Of the animals given the virus without vaccine protection, 87 percent have AIDS and three-quarters have died. None of the animals that were fully vaccinated have gotten sick.
Researchers have been carefully watching the vaccinated animals' health, worried that the encouraging early response might wear off over time, allowing the virus to overwhelm their immune systems.
"It's good to see that the protection is holding," said Dr. Harriet Robinson of the Yerkes Primate Research Center in Atlanta.
Robinson updated her own experiments at the meeting, reporting that monkeys getting a similar kind of vaccine are still alive and well one year after exposure to the virus.
Finding a vaccine against AIDS has been a top goal since the epidemic emerged 20 years ago, but only recently have researchers begun to seem hopeful that a vaccine is possible. One sign of that change is this week's AIDS Vaccine 2001 in Philadelphia, the first full-fledged scientific conference devoted to AIDS vaccines.
"I'm optimistic in a way that I wasn't a few years ago that the vaccine candidates we are testing today will carry forward and make a difference, both in the United States and abroad," said Dr. David Baltimore, head of the government's AIDS Vaccine Research Committee.
While many different vaccine strategies are in the works, those generating much of the excitement at the conference use what is called a prime-boost approach. The idea is to beef up the body's AIDS surveillance by giving an initial vaccination, then following with a different round of shots a few weeks later.
Dr. Margaret Johnston, assistant director for AIDS vaccines at the National Institute of Allergy and Infectious Diseases, said that 12 to 15 different prime-boost combinations are now in development.

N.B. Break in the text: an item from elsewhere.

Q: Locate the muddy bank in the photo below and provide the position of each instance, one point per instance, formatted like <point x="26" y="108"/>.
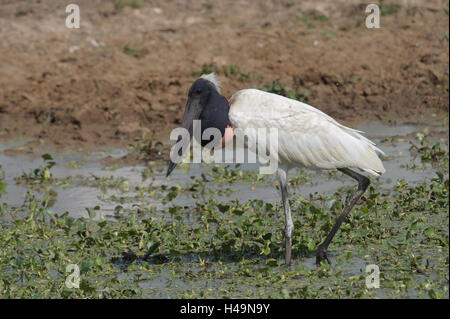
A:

One, developed by Merck & Co., is already in early human safety testing. It involves immunizing with genes that carry the code for proteins found in the AIDS virus, then following with a cold virus engineered to carry in more of these HIV genes.
The Harvard vaccine uses viral genes and then boosts that with a gene that produces interleukin-2, an immune system stimulant. The Yerkes version combines viral genes with a genetically engineered smallpox vaccine. Both are nearing human testing.
Unlike all other vaccines now in use to prevent diseases, none of these is intended to stop the infection from occurring. While that is still the ultimate goal of vaccine development, scientists do not know how to outsmart the virus and keep it from insinuating itself into blood cells.
Instead, these vaccines are designed to help the body mount a strong counterattack by killer cells once infection occurs, keeping virus levels low and allowing people to stay healthy for many years.